I’m guessing this has been planned long before Pistons owner Tom Gores saw “Moneyball” last weekend. Although that Brad Pitt can be quite persuasive.
Last weekend was the New England Symposium on Statistics and Sports, which you were not invited to because you are not a sports math geek. Or not geeky enough. No, I didn’t get an invite either.
But Zach Lowe of Sports Illustrated is geeky enough — in a good way — and he saw something different: The Detroit Pistons had a representative there. Certain NBA teams are known advanced stat teams (Rockets, Thunder, Mavericks, Celtics and a few others) but the Pistons were more blue collar than that.
Lowe spoke to Robert Wentworth, the guy from Gores firm Platinum Equity that was at the symposium and asked him what was going on.
“We’re a private equity firm. This is our first move into professional sports, both for the firm and for Tom Gores, and we approach this like any other investment that we make.
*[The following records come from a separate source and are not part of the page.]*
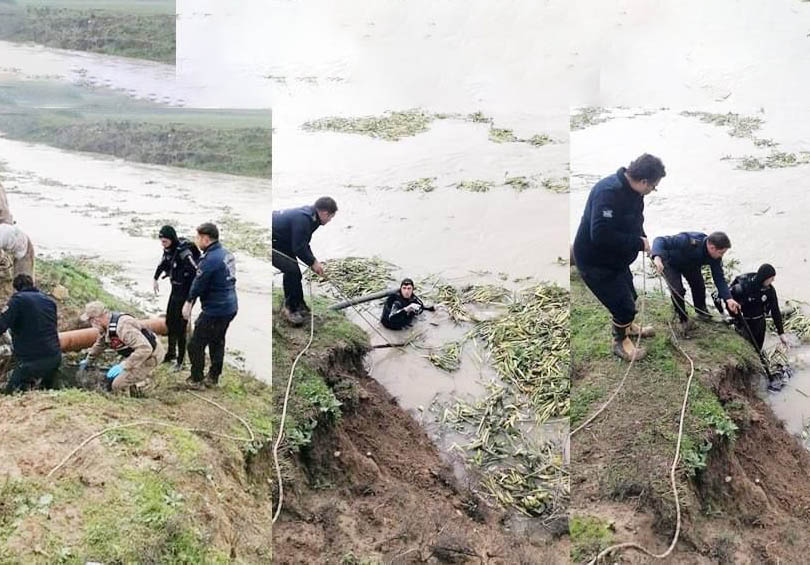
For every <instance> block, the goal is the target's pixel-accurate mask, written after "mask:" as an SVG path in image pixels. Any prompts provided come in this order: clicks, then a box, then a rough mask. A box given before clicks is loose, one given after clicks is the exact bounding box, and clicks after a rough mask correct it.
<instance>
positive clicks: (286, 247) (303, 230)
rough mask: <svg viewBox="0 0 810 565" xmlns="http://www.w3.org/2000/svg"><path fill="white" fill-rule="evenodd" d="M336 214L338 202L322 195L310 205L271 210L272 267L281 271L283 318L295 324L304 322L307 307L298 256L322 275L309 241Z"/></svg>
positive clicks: (301, 260)
mask: <svg viewBox="0 0 810 565" xmlns="http://www.w3.org/2000/svg"><path fill="white" fill-rule="evenodd" d="M335 214H337V203H336V202H335V200H334V199H333V198H331V197H329V196H322V197H321V198H318V200H316V201H315V204H314V205H312V206H301V207H299V208H291V209H289V210H281V211H274V212H273V266H274V267H276V268H277V269H279V270H280V271H281V272H282V273H284V309H283V310H282V313H283V314H284V317H285V318H286V319H287V321H288V322H290V323H291V324H292V325H294V326H299V325H301V324H303V323H304V320H305V319H306V315H307V314H308V313H309V307H308V306H307V304H306V303H305V302H304V289H303V287H302V286H301V269H300V268H299V267H298V261H297V259H300V260H301V261H303V262H304V263H305V264H306V265H307V266H308V267H309V268H310V269H312V270H313V271H314V272H315V273H317V274H318V275H320V276H323V265H322V264H321V262H320V261H318V260H317V259H315V255H313V254H312V249H310V247H309V242H310V241H311V240H312V234H313V233H315V230H317V229H318V228H319V227H320V226H325V225H326V224H328V223H329V222H330V221H331V220H332V218H334V217H335Z"/></svg>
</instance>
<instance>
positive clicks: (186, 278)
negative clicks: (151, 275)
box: [155, 238, 200, 300]
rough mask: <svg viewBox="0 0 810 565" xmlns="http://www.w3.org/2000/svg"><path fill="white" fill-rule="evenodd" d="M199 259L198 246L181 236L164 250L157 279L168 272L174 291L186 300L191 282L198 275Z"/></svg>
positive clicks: (173, 289)
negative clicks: (168, 247) (173, 243)
mask: <svg viewBox="0 0 810 565" xmlns="http://www.w3.org/2000/svg"><path fill="white" fill-rule="evenodd" d="M199 261H200V250H199V249H197V246H196V245H194V244H193V243H191V242H190V241H188V240H185V239H183V238H180V239H178V240H177V242H176V243H174V244H172V246H171V247H169V248H168V249H164V250H163V257H162V258H161V261H160V264H159V265H158V266H157V269H156V270H155V280H157V279H158V278H160V275H162V274H163V273H166V275H167V276H168V277H169V280H170V281H171V283H172V293H179V295H180V296H181V297H182V298H183V300H185V298H186V297H187V296H188V293H189V291H190V290H191V283H192V282H193V281H194V277H195V276H197V263H199Z"/></svg>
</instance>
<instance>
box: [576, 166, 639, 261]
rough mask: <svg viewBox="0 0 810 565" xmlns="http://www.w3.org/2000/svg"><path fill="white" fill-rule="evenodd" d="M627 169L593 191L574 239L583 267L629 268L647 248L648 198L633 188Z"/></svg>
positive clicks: (620, 168)
mask: <svg viewBox="0 0 810 565" xmlns="http://www.w3.org/2000/svg"><path fill="white" fill-rule="evenodd" d="M624 172H625V168H624V167H622V168H620V169H619V170H618V171H616V174H615V175H611V176H609V177H607V178H604V179H602V180H600V181H599V182H598V183H596V184H595V185H594V187H593V188H592V189H591V193H590V194H589V195H588V202H587V203H586V204H585V211H584V212H583V214H582V220H581V221H580V224H579V229H578V230H577V235H576V238H575V239H574V258H575V260H576V263H577V266H578V267H580V268H588V267H602V268H607V269H614V270H621V269H624V268H626V267H628V266H629V265H630V264H631V263H632V262H633V261H635V260H636V258H637V257H638V252H639V251H642V250H643V249H644V243H643V242H642V241H641V238H642V237H647V234H646V233H644V197H643V196H642V195H641V194H639V193H638V192H636V191H635V190H633V189H632V188H630V183H629V182H628V181H627V179H626V178H625V176H624Z"/></svg>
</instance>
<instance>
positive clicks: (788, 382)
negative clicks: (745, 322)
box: [762, 346, 810, 449]
mask: <svg viewBox="0 0 810 565" xmlns="http://www.w3.org/2000/svg"><path fill="white" fill-rule="evenodd" d="M788 358H789V360H790V365H791V368H792V369H793V377H792V378H791V379H790V380H789V381H788V382H787V385H786V386H785V387H784V388H783V389H782V390H781V391H779V392H778V393H768V392H767V391H764V390H763V392H762V394H763V397H764V398H765V399H766V401H767V402H768V404H769V405H770V406H771V408H772V409H773V411H774V414H776V416H777V417H778V418H779V419H780V420H782V421H783V422H784V423H785V429H787V431H788V432H790V434H792V435H794V436H796V437H797V438H799V440H800V441H801V442H802V444H803V445H804V446H805V447H806V448H807V449H810V347H808V346H802V347H797V348H794V349H791V350H790V353H789V357H788ZM763 386H764V385H763Z"/></svg>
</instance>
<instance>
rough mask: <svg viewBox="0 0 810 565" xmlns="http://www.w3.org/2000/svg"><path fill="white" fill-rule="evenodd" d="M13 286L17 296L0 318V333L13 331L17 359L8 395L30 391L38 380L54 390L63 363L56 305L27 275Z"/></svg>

We will really try to understand best practices and be forward-thinking as opposed to reactionary. Getting heavily into statistical analysis seems quite natural to us….
“The advanced stats just ought to be a part of your tool kit. It’s equally important to have really solid basketball people, and Joe Dumars has obviously been in this league for 25-plus years now. He has tremendous basketball intellect. But we’re just trying to make sure we use every tool in that took box, even if it means you just do a better job at finding that 8th, 9th or 10th guy.”
Pistons fans, this is good news. That new coach Lawrence Frank is on board with this and helped (also something Wentworth said) is even better.
They have the right attitude — statistics are just another tool. It can help you see value where others might not, it can help you question conventional wisdom about a player. You don’t have to just say “this guy has the look and skills of a guy who can rebound” you can look at the numbers and see exactly how well he rebounds against whom.
Where advanced stats is really helping in the NBA — and helped the Dallas Mavericks in the playoffs — is in finding five-man units that work well together. It helps understanding a group dynamic and what works and doesn’t. You don’t need advanced stats to tell you Dirk Nowitzki is really good, but you can use them to see who pairs best with him.
It’s another thing the Pistons could use as they have a massive rebulidng project in front of them.